IM : Ce jour en moins ne changera pas grand chose, le programme sera juste plus condensé. Mais c’est vrai, nous faisons partie des festivals qui sont les plus touchés par les baisses de subventions, car on essaye de protéger les gros en dépouillant les petits. Ce problème est en plus doublé cette année par le fait que nous avons changé de lieu, ce qui augmente les dépenses. Toutefois, nous bénéficions d’un soutien de l’état qui, même s’il est moindre qu’avant, reste important car nous sommes les seuls sur le créneau de l’écriture. Nous sommes également très soutenus par les collectivités territoriales : la ville de Bourges nous a aidés pour la nouvelle installation, le conseil général du Cher pour l’Education à l’image et le Conseil régional nous a également apporté des aides financières. C’est une chance qu’ils soient là, mais ils ne pourront pas toujours suppléer au manque national. Car le problème de la culture, finalement, est surtout au niveau national. La politique menée est désastreuse parce que les festivals importants ne peuvent pas survivre si les plus modestes ne sont plus là pour faire le travail de défrichage sur le terrain. Où verront-ils les films, si ce n’est plus dans les festivals ? En plus, organiser ce genre de manifestation relève de la cohésion sociale et culturelle. La plupart fait un immense travail d’éducation à l’écriture de l’image, tout comme nous.

EN : Quel regard portez-vous sur la grève des scénaristes qui a immobilisé les Etats Unis pendant plusieurs mois ? Imaginez-vous la même chose en France ?
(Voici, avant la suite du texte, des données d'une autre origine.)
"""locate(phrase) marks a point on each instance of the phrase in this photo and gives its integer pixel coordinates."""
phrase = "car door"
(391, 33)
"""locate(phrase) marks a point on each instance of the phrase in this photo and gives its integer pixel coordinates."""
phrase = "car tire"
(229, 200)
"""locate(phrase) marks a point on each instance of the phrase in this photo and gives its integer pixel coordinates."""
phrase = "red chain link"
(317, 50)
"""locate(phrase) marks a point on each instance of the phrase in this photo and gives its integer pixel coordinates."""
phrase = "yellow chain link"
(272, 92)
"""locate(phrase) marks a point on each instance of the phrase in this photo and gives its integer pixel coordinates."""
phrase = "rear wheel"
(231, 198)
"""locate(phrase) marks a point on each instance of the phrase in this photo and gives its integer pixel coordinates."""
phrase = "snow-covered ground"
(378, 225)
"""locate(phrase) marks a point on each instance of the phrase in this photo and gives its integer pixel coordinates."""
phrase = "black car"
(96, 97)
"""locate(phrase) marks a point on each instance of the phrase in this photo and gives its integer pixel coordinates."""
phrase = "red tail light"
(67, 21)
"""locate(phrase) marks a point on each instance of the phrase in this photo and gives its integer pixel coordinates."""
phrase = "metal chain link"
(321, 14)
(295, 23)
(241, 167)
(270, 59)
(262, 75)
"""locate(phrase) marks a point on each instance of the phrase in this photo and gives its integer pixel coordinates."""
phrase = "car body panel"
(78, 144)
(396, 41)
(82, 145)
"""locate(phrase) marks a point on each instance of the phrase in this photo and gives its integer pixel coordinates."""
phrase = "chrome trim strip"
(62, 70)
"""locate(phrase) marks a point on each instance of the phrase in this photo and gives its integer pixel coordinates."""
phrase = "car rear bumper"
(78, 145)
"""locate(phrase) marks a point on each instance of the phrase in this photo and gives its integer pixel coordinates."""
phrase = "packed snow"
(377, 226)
IM : Ca ne pourra jamais arriver en France, la situation est totalement différente. C’est même impossible de comparer car nous n’avons pas la même histoire du cinéma ni des scénaristes. C’est une question de tradition, les scénaristes américains ont beaucoup plus de pouvoir que les scénaristes français, ils sont même plus importants que les réalisateurs. Le grand mérite de cette grève est de nous faire prendre conscience que sans le travail de ces "raconteurs d’histoire", tout s’arrête. Nous sommes de plein pied dans la civilisation de la narration ! Ca a quand même été très loin, même certains shows télévisés ont été arrêtés. Cela prouve que l’on a un immense besoin des gens qui organisent et qui narrent. Comme quoi, notre festival a beaucoup d’avenir… Le poids des histoires est colossal. Elles peuvent arrêter les choses. La société a évolué vers plus d’histoires avec le développement des moyens de regarder des films. Il faut nourrir tous ces écrans ! Cela est révélateur du fait qu’un festival comme le nôtre devrait être plus aidé car le scénariste sera de plus en plus important à l’avenir. Ecrire est un métier difficile. On ne peut pas faire n’importe quoi, nous avons besoin de lieux de réflexion sur l’écriture de l’image, nous avons besoin de donner la parole à tout le monde. La place des scénaristes s’est améliorée. Il y a plus de reconnaissance, plus de scénaristes. Passer d’un genre à l’autre est une source de créativité : ça va dans le bon sens.